Question

The temperature at 12 noon was\[{{10}^{0}}C\]above zero. If it decreases at a rate of\[{{2}^{0}}C\]per hour until midnight, at what time would the temperature be\[{{8}^{0}}C\]below zero? What would be the temperature at midnight?
(a) \[{{14}^{0}}C\]
(b) \[-{{14}^{0}}C\]
(c) \[{{16}^{0}}C\]
(d) \[-{{16}^{0}}C\]

Answer 1

Hint: We solve this problem by considering the arithmetic progression having the first term as\[{{10}^{0}}C\]and the common difference as\[-{{2}^{0}}C\]because the temperature is decreasing. The general representation of arithmetic progression is given as
\[a,a+d,a+2d,..........\]
Here, the formula of\[{{n}^{th}}\]is given as
\[{{T}_{n}}=a+\left( n-1 \right)d\]
By using this formula we calculate the required result.

Complete step-by-step answer:
We are given that the initial temperature is\[{{10}^{0}}C\]
We are given that the temperature decreases at a rate of\[{{2}^{0}}C\]per hour.
Let us convert this information into arithmetic progression taking\[{{10}^{0}}C\]as first term and\[-{{2}^{0}}C\]as common difference as follows
\[10,\left( 10+\left( -2 \right) \right),\left( 10+2\left( -2 \right) \right),.........\]
Now, let us find the time at which the temperature is\[{{8}^{0}}C\]below zero
Here, the temperature\[-{{8}^{0}}C\]is the\[{{n}^{th}}\]term.
We know that the general representation of arithmetic progression is given as
\[a,a+d,a+2d,..........\]
Here, the formula of\[{{n}^{th}}\]is given as
\[{{T}_{n}}=a+\left( n-1 \right)d\]
By substituting the required values in above formula we get
\[\begin{align}
  & \Rightarrow -8=10+\left( n-1 \right)\left( -2 \right) \\
 & \Rightarrow \left( n-1 \right)\left( -2 \right)=-18 \\
 & \Rightarrow n-1=9 \\
 & \Rightarrow n=10 \\
\end{align}\]
So, the temperature is\[{{8}^{0}}C\]below zero will occur at\[{{10}^{th}}\]hour from start, so that the time will be 9pm because we considered that the first term as 12 noon.
Therefore at 9pm the temperature is\[{{8}^{0}}C\]below zero.
Now, we are asked to find the temperature at midnight.
Here, we can see that the initial time is taken as 12 noon, so the midnight will come at\[{{13}^{th}}\]term in arithmetic progression because we considered the first term as 12 noon.
So, let us find the temperature at midnight by taking the\[{{n}^{th}}\]term in arithmetic progression as\[{{13}^{th}}\]term.
We know that the general representation of arithmetic progression is given as
\[a,a+d,a+2d,..........\]
Here, the formula of\[{{n}^{th}}\]is given as
\[{{T}_{n}}=a+\left( n-1 \right)d\]
By using this formula we calculate the required result.
Now let us find\[{{13}^{th}}\]term.
By substituting the required values in the formula we get
\[\begin{align}
  & \Rightarrow {{T}_{13}}=10+\left( 13-1 \right)\left( -2 \right) \\
 & \Rightarrow {{T}_{13}}=10+\left( 12 \right)\left( -2 \right) \\
 & \Rightarrow {{T}_{13}}=10-24 \\
 & \Rightarrow {{T}_{13}}=-14 \\
\end{align}\]
Therefore, the temperature at the midnight is\[-{{14}^{0}}C\]

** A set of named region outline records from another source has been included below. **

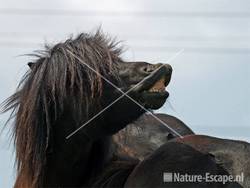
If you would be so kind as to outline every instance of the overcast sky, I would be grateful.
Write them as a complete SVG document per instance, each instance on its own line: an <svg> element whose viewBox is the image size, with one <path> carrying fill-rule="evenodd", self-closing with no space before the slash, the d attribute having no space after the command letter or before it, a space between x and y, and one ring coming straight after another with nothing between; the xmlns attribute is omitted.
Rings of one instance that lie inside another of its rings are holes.
<svg viewBox="0 0 250 188"><path fill-rule="evenodd" d="M126 60L176 58L160 110L195 132L250 141L250 1L0 0L0 101L12 94L28 57L44 42L93 31L116 36ZM172 106L172 108L170 107ZM1 126L7 115L1 115ZM14 182L14 157L0 136L0 187Z"/></svg>

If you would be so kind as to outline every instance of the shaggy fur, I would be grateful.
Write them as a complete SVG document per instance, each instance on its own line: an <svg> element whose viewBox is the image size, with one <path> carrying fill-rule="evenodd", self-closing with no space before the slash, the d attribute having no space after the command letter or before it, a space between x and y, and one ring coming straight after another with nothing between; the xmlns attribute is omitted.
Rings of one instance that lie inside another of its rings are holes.
<svg viewBox="0 0 250 188"><path fill-rule="evenodd" d="M107 79L117 80L115 62L121 61L121 49L116 44L98 31L95 35L81 34L52 48L46 46L46 50L35 54L38 59L32 71L26 73L17 92L3 103L4 111L12 110L11 118L15 117L15 187L40 187L52 124L66 105L75 112L76 124L81 123L81 116L88 118L99 110L103 81L78 58Z"/></svg>

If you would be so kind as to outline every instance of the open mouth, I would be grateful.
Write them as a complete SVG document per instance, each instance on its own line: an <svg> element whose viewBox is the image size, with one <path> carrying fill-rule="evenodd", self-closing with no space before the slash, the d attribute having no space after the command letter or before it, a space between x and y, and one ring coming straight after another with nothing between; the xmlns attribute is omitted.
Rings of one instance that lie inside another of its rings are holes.
<svg viewBox="0 0 250 188"><path fill-rule="evenodd" d="M146 77L142 85L138 87L141 93L141 103L144 104L146 108L160 108L169 96L166 87L170 79L171 71L165 66Z"/></svg>
<svg viewBox="0 0 250 188"><path fill-rule="evenodd" d="M152 94L168 94L166 87L170 82L170 76L163 76L156 81L146 92Z"/></svg>

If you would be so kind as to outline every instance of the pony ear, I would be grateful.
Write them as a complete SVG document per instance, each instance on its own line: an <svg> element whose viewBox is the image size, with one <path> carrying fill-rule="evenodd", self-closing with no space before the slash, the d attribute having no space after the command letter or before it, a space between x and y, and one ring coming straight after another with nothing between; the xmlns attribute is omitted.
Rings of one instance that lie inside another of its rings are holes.
<svg viewBox="0 0 250 188"><path fill-rule="evenodd" d="M29 62L28 66L30 67L31 70L33 70L35 63Z"/></svg>

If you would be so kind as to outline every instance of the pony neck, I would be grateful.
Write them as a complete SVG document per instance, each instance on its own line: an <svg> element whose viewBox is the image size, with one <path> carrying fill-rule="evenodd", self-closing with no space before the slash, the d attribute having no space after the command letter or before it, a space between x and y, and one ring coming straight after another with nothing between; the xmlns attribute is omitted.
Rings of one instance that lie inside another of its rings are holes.
<svg viewBox="0 0 250 188"><path fill-rule="evenodd" d="M90 140L81 130L66 139L69 128L76 127L66 114L53 125L56 134L52 137L52 151L47 154L43 177L45 187L86 185L109 160L109 136Z"/></svg>

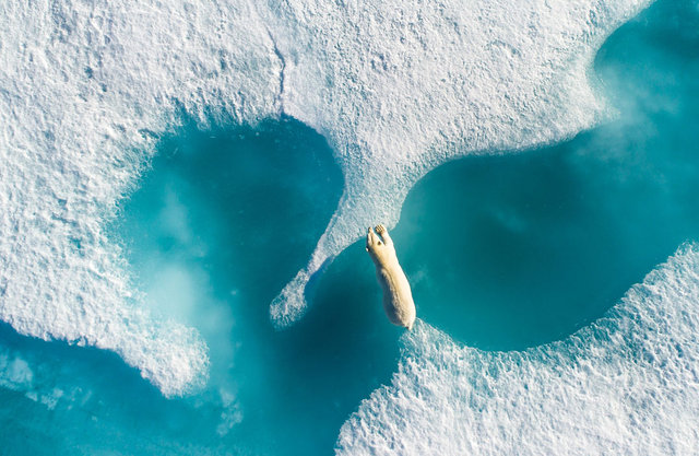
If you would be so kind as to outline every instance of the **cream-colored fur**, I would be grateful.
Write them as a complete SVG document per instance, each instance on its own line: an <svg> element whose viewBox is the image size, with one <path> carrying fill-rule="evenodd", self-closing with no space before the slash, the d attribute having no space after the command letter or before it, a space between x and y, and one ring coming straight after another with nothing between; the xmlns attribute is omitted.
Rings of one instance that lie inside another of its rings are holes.
<svg viewBox="0 0 699 456"><path fill-rule="evenodd" d="M415 323L415 303L411 284L398 262L393 241L383 225L367 233L367 252L376 266L376 276L383 289L383 309L392 324L408 330Z"/></svg>

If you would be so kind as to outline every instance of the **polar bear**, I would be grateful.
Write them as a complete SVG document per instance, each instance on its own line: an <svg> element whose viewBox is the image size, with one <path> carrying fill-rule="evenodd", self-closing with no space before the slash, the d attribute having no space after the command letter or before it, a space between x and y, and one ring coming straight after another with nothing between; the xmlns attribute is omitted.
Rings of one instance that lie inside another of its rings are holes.
<svg viewBox="0 0 699 456"><path fill-rule="evenodd" d="M398 262L393 241L383 225L367 233L367 252L376 266L376 276L383 289L383 309L393 325L413 329L415 303L411 284ZM379 237L380 236L380 237Z"/></svg>

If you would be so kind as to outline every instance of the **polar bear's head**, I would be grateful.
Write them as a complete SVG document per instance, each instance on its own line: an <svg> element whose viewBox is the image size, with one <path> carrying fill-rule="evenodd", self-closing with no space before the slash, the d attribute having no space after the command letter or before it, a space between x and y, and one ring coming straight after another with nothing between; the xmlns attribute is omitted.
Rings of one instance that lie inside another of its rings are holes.
<svg viewBox="0 0 699 456"><path fill-rule="evenodd" d="M372 227L367 231L366 249L374 262L386 264L386 261L395 256L395 250L383 225L378 225L377 232Z"/></svg>

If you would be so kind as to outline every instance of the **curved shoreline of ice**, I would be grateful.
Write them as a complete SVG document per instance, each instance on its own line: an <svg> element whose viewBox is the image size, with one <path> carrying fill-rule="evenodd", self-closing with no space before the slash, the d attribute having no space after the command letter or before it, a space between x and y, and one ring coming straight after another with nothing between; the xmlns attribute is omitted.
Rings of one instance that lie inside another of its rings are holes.
<svg viewBox="0 0 699 456"><path fill-rule="evenodd" d="M0 10L0 319L112 350L164 395L202 383L198 331L151 315L104 233L181 112L279 114L280 62L250 4L5 2Z"/></svg>
<svg viewBox="0 0 699 456"><path fill-rule="evenodd" d="M283 327L305 312L313 273L364 226L392 226L430 168L599 119L593 52L645 4L10 0L0 11L0 319L112 350L180 395L205 378L205 343L143 308L103 226L181 113L202 125L289 115L334 149L344 195L271 306Z"/></svg>
<svg viewBox="0 0 699 456"><path fill-rule="evenodd" d="M272 302L284 328L306 312L311 277L366 226L395 225L435 166L564 140L608 114L592 60L648 2L346 1L323 14L311 0L270 4L275 44L292 56L284 110L328 138L345 176L308 265Z"/></svg>
<svg viewBox="0 0 699 456"><path fill-rule="evenodd" d="M604 318L523 352L462 347L422 323L339 454L691 454L699 435L699 245Z"/></svg>

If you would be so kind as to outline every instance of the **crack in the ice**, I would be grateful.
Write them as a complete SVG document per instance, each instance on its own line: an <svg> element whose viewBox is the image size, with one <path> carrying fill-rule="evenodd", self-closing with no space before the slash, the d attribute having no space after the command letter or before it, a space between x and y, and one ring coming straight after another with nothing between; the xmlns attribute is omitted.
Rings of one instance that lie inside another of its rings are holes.
<svg viewBox="0 0 699 456"><path fill-rule="evenodd" d="M284 59L284 55L282 54L282 51L280 50L279 46L276 45L276 39L274 39L274 36L272 35L272 32L270 32L270 30L266 30L266 34L270 37L270 40L272 42L272 46L274 48L274 55L276 56L277 59L280 59L280 63L282 66L282 70L280 71L280 91L279 94L276 95L276 103L280 106L280 114L284 114L284 71L286 70L286 60Z"/></svg>

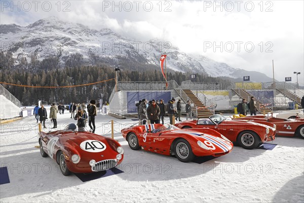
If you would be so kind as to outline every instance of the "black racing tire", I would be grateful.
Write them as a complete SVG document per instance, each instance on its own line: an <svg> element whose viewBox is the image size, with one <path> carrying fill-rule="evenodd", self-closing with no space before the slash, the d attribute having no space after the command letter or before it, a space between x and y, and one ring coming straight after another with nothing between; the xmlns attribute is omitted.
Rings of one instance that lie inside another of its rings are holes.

So, the correct answer is “Option (b)”.

Note: Students will make mistakes in taking the number of terms. Here, we have taken the arithmetic progression as
\[10,\left( 10+\left( -2 \right) \right),\left( 10+2\left( -2 \right) \right),.........\]
Here, the first term is\[{{10}^{0}}C\], which is the temperature at 12 noon. Since this is the first term then 12 midnight will occur at\[{{13}^{th}}\]term. But students will make mistakes in taking as\[{{12}^{th}}\]term considering the time, which results in the wrong result. So, the\[{{n}^{th}}\]term depends on the first term. This part needs to be taken care of.